UK employment law currently recognises three general categories of employment status: employees, workers and the self-employed. Workers have fewer rights than employees but they are still entitled to a number of key rights, including the National Minimum Wage, holiday pay, working time rights (e.g. rest breaks and maximum weekly working hours), pension auto-enrolment, protection from discrimination and the right not to have unauthorised deductions made from their wages. In relation to wage deductions, the drivers have also alleged that Uber frequently deducts sums from their pay, including when customers make complaints, and that these deductions are unlawful. The employment tribunal will now need to consider whether the drivers factually satisfy the legal definition of worker as set out in the various pieces of applicable legislation – how a relationship is labelled is not decisive of its real legal status.
Although not a stranger to litigation elsewhere, this is the first time that Uber has faced legal action in the UK over the issue of whether its drivers are self-employed or workers. If the drivers’ claims succeed, and subject to any appeal, it means they will potentially be entitled to the range of employment rights and benefits available to workers.

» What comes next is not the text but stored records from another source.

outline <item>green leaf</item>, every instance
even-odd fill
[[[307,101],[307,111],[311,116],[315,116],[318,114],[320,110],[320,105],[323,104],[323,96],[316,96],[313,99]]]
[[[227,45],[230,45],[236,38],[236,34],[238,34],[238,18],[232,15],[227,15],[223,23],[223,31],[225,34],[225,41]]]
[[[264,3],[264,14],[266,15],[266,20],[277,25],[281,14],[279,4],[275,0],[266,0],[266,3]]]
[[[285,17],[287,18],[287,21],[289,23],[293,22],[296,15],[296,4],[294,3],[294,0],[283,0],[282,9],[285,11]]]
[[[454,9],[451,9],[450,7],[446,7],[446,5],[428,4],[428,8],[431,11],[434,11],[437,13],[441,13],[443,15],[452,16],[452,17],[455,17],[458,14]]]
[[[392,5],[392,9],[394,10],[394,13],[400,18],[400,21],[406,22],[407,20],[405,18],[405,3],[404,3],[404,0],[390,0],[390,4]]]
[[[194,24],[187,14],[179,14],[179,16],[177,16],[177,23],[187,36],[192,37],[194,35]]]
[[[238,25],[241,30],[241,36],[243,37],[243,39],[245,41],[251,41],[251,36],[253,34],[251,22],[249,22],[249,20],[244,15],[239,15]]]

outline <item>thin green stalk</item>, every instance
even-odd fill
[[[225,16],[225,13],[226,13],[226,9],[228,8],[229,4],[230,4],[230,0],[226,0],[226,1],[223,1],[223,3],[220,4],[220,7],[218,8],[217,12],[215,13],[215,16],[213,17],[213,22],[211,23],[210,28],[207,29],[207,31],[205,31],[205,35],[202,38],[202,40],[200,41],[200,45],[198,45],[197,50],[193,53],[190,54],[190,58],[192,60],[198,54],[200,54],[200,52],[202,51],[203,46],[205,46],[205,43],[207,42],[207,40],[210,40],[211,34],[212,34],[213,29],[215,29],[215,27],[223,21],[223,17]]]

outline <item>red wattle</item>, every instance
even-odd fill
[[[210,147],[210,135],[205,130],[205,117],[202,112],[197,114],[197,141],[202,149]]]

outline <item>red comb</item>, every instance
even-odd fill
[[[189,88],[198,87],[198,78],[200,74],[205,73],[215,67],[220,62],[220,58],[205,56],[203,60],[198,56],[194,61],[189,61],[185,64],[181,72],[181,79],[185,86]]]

Successful claims against Uber are also likely to open the floodgates to similar claims against other companies that categorise their workforce as self-employed, such as some courier and delivery companies. Indeed, Deliveroo has apparently amended its contracts with its cyclists in order to try and deter claims by inserting a clause to the effect that the cyclists agree they will not present a claim to the employment tribunal or any civil court in which they contend that they are either an employee or a worker and, if they do so, they will indemnify Deliveroo against any costs and expenses that it incurs in defending its position. However, whilst such a clause might prove to be a useful deterrent, it is highly unlikely to be legally enforceable.